Free Tech Talks on Incident Management
Would your team or professional group like a free tech talk on incident management? I deliver a limited number of these 1-hour talks every month to companies and user groups. Join the growing list of organizations that have benefited from these free talks, including LinkedIn, Atlassian, Pivotal, Okta, and BayLISA!
Learning from the Fire Department:
Experiences with Incident Command for IT
Google, Slack, PagerDuty, and many other leading companies have developed successful incident management practices based on the public safety world’s Incident Command System (ICS).
Brent Chapman presents a talk that offers key lessons learned by those organizations (and a few war stories!), including:
- Incident response is a critical IT capability
- It pays to explicitly distinguish between “normal” and “emergency” operations
- ICS principles apply well to IT incidents
- Simple modifications to public safety ICS practices make it better for IT needs
- Certain communications tools are more effective for incident response
- Checklists are very powerful and under-appreciated tools
- Blameless postmortems are a key to improving incident response
- Senior managers can inadvertently disrupt incident response just by showing up
This talk targets IT professionals of all types (including developers, sysadmins, DBAs, DevOps engineers, test/QA engineers, managers, and executives) and related specialists such as product managers, program managers, and project managers, and customer/user support staff. Anyone involved in or affected by incident management will likely find this talk interesting and valuable.
Brent delivered a fascinating talk that sparked a number of important followup conversations within and between our teams, easily a top 5 guest tech talk.
Schedule your free tech talk today!
I am an expert at emergency management for IT services, guiding companies to prevent, prepare for, respond to, and learn from emergencies. I work from a strong background in IT infrastructure, site reliability engineering (SRE), and public safety emergency management.

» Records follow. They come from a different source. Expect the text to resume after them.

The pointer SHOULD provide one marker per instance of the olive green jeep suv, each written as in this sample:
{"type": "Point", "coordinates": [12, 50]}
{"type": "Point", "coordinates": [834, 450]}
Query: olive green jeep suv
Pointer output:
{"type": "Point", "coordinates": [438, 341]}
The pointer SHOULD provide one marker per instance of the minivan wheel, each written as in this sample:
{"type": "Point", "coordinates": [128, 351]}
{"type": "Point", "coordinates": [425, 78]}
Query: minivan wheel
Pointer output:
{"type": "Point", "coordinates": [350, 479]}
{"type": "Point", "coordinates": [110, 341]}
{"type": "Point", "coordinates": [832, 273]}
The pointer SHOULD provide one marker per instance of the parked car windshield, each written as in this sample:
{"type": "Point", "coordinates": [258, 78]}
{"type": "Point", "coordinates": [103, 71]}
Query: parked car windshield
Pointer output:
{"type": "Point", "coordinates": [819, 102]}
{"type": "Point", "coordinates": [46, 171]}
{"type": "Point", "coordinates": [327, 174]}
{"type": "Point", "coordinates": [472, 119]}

Slack recruited me to lead incident response and incident management for their Engineering organization and the company as a whole. I designed and built Slack’s incident management capabilities; kept incident management running smoothly day-to-day; helped the company learn from, prevent, and prepare for incidents; and shared Slack’s incident management story with Slack’s customers and the industry.
As a leader in Google’s legendary SRE organization, I convinced senior management of the need to strengthen and standardize the company’s incident management practices, and created the Incident Management at Google (IMAG) system used throughout the company. I also helped refine the Postmortems at Google (PMAG) system that the company uses to learn from incidents large and small.
I bring a unique perspective to my work in IT, as a former air search and rescue pilot and incident commander, an emergency dispatcher and dispatch supervisor for major art & music festivals and events, and a Community Emergency Response Team (CERT) member and instructor.
Throughout my career, I have designed, built, managed, and scaled IT infrastructure and teams for everything from embryonic startups to giants such as Google, Apple, and Netflix. I have worked with dozens of organizations in Silicon Valley and globally, and with various non-profit and government entities. I am the co-author of the highly regarded O’Reilly book Building Internet Firewalls, the developer of widely used open-source software, and a sought-after speaker at conferences worldwide.
I have a rare combination of experience as an emergency manager, technology manager, people manager, software developer, network/systems engineer, and educator. My extensive experience enables me to quickly and effectively dive in, assess a situation, and deliver results.